Verizon’s purchase of Yahoo! for $4.83 billion, while an interesting exercise in combining content, networks and mobile services, highlights the broken norms for paying executives of U.S. corporations.

The short version is that issuing and repricing of stock options compensates executives for bull markets rather than their own performance is absurd.

When the deal is complete, Yahoo Chief Executive Officer Marissa Mayer will walk away with more than $200 million for doing little more than keeping the seat warm for the past four years. Or consider the billion dollars Jack Welch was paid for being brilliant enough to start as General Electric’s CEO when the bull market began in 1982, and then leaving in 2000 when the bull market ended. It didn't hurt either that he cashed in his stock options just before a huge earnings scandal blew up, revealing how the numbers had been massaged for years. The accounting fraud led to a Securities and Exchange Commission settlement related to hedge accounting and revenue recognition and other disclosures.

Research has shown that external influences account for the majority of a given company’s share price. A rule of thumb is that the company itself is only responsible for about a third of its price movement. The market gets credit for about 40 percent, while the performance of the company's industry drives another 30 percent.

There are of course exceptions. Apple’s incredible share run-up on the iPod, iPhone and iPad is hard to match. But most companies' share price gains and losses largely reflect things beyond the control of the company or its executives.

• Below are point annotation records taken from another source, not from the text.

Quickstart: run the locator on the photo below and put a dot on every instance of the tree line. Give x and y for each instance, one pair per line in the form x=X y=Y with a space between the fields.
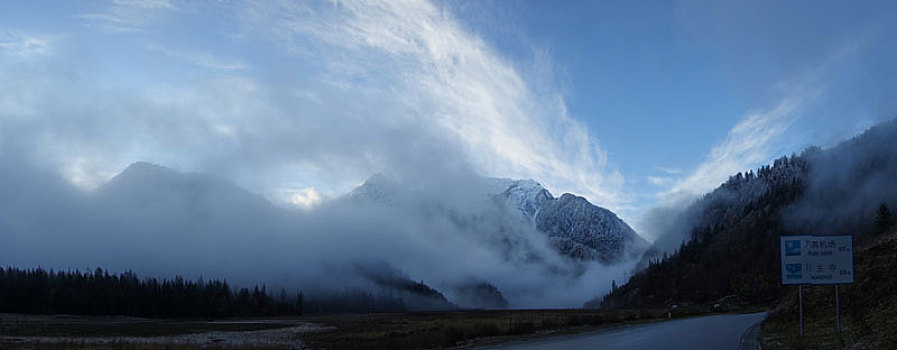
x=39 y=291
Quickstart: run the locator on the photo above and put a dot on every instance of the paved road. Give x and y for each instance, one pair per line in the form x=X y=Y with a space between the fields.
x=711 y=332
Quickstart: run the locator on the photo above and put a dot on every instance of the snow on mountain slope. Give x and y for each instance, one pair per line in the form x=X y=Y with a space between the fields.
x=574 y=227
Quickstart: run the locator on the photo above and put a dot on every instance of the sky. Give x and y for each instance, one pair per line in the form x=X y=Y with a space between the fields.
x=633 y=104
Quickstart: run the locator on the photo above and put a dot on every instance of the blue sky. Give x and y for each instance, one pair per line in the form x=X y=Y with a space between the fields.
x=633 y=104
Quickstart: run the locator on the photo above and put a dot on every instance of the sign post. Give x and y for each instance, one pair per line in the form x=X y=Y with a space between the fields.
x=817 y=260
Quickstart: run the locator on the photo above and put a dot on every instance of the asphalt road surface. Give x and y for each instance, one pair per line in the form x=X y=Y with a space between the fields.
x=709 y=332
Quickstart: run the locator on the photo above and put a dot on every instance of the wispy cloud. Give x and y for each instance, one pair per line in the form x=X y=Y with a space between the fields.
x=24 y=45
x=446 y=79
x=128 y=15
x=202 y=59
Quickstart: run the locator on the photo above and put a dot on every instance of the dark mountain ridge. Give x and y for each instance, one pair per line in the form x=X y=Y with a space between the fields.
x=730 y=236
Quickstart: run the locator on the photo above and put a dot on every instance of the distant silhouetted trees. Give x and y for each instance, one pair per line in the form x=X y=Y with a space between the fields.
x=101 y=293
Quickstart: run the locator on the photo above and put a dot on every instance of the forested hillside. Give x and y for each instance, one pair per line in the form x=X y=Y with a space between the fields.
x=731 y=244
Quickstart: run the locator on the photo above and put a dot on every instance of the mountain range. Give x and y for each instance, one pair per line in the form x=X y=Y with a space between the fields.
x=726 y=244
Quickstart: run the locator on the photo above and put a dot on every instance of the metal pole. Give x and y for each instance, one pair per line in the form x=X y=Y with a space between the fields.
x=838 y=307
x=800 y=298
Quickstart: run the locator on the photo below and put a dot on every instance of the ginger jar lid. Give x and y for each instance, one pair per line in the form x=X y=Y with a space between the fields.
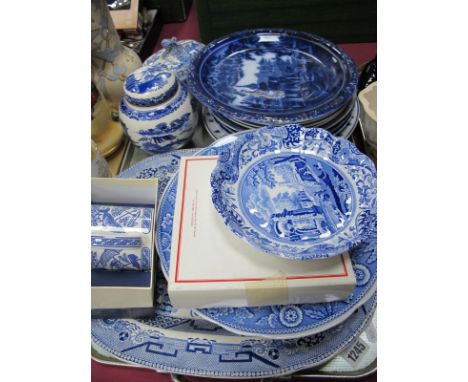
x=150 y=85
x=177 y=55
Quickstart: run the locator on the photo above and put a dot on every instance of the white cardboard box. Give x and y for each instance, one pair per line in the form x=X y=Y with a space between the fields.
x=211 y=267
x=127 y=289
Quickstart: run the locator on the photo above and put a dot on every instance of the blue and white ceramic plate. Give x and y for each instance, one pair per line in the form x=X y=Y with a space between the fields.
x=191 y=346
x=295 y=192
x=273 y=76
x=161 y=166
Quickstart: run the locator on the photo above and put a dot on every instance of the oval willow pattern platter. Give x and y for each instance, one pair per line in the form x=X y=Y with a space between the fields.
x=295 y=192
x=270 y=321
x=161 y=166
x=194 y=347
x=273 y=76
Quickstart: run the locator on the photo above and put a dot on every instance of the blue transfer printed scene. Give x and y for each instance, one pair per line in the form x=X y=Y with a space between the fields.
x=296 y=198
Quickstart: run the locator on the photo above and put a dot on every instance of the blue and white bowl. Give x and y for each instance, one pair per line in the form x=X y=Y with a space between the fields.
x=156 y=113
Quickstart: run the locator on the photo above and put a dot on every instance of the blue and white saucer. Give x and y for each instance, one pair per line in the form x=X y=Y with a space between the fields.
x=295 y=192
x=192 y=346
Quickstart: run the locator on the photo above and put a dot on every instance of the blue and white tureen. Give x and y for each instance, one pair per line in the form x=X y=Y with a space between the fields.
x=156 y=113
x=299 y=193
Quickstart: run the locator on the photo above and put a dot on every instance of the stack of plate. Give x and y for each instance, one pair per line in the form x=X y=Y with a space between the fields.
x=249 y=342
x=264 y=77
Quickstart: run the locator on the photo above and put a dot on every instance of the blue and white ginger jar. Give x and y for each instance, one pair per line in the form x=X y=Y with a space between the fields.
x=156 y=113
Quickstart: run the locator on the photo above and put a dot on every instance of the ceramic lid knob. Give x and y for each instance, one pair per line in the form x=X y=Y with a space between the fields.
x=150 y=85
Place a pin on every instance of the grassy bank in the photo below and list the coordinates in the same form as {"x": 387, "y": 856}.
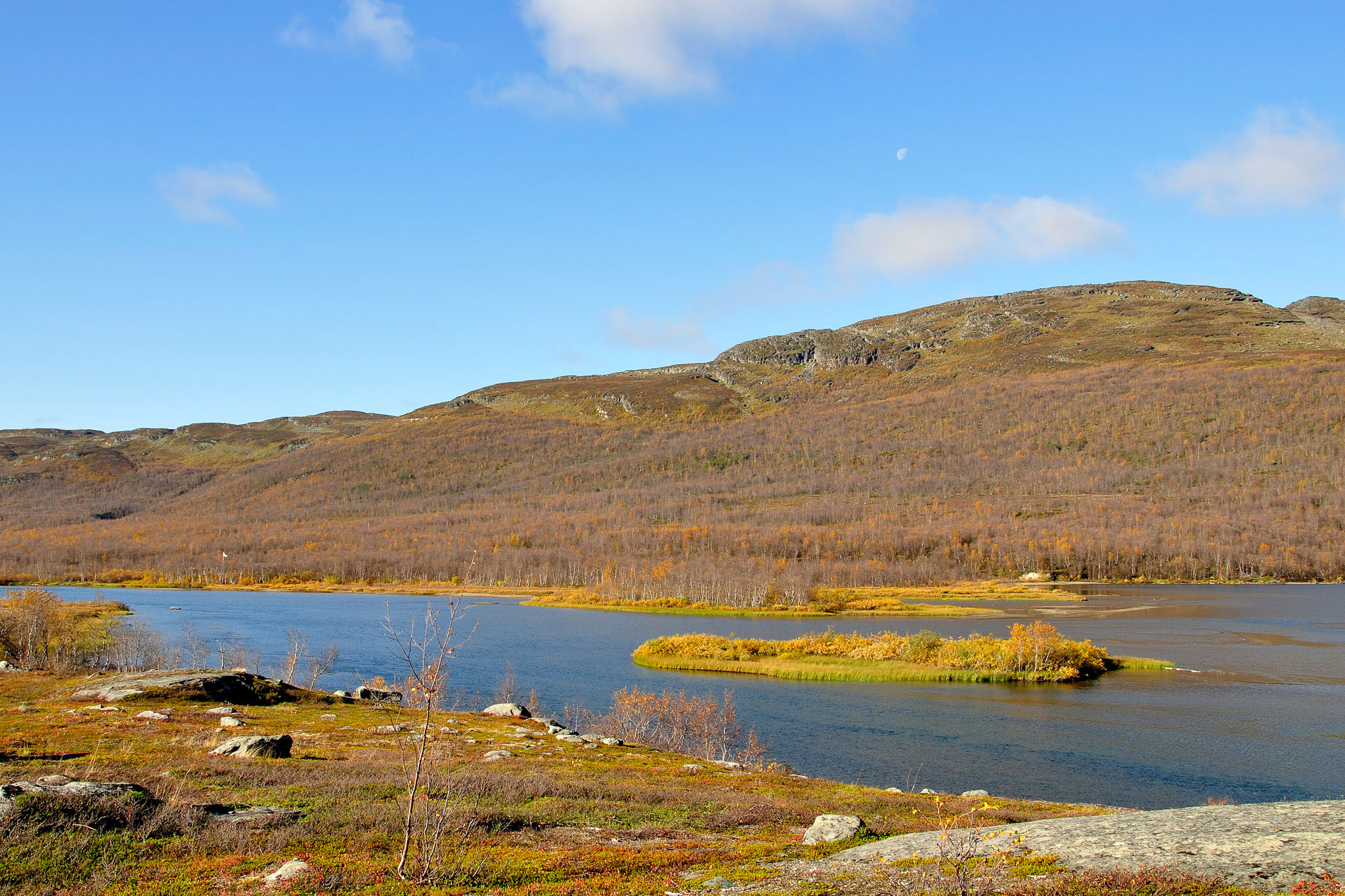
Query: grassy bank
{"x": 1029, "y": 653}
{"x": 822, "y": 602}
{"x": 552, "y": 819}
{"x": 681, "y": 606}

Do you have doubts about this thesis? Ask yourself how the best-run companies' share prices did from January 2008 to March 2009? How have the worst-run corporations done from March 2009 to present? Consider industries such as home builders in 2005, mortgage underwriters in 2006 and investment banks in 2007; no matter how well managed they were, shares of those companies all got shellacked.

Many factors go into how well a company’s stock performs:

• State of the economy

• Company’s internal rate of return on capital investment

• Inflation and interest rates

• Management team

• Industry trends

• Global events

• Company revenue and profit

• Secular bull and bear markets

• Intellectual property

• Federal Reserve policy

• This is hardly an exhaustive list.

The key point is that many things can and will affect the price of any one company’s stock.

The counter argument is that you want a steady hand on the tiller when a storm strikes. I don’t disagree, but I am suggesting that paying that steady hand for achieving a market-based performance is foolishness plain and simple.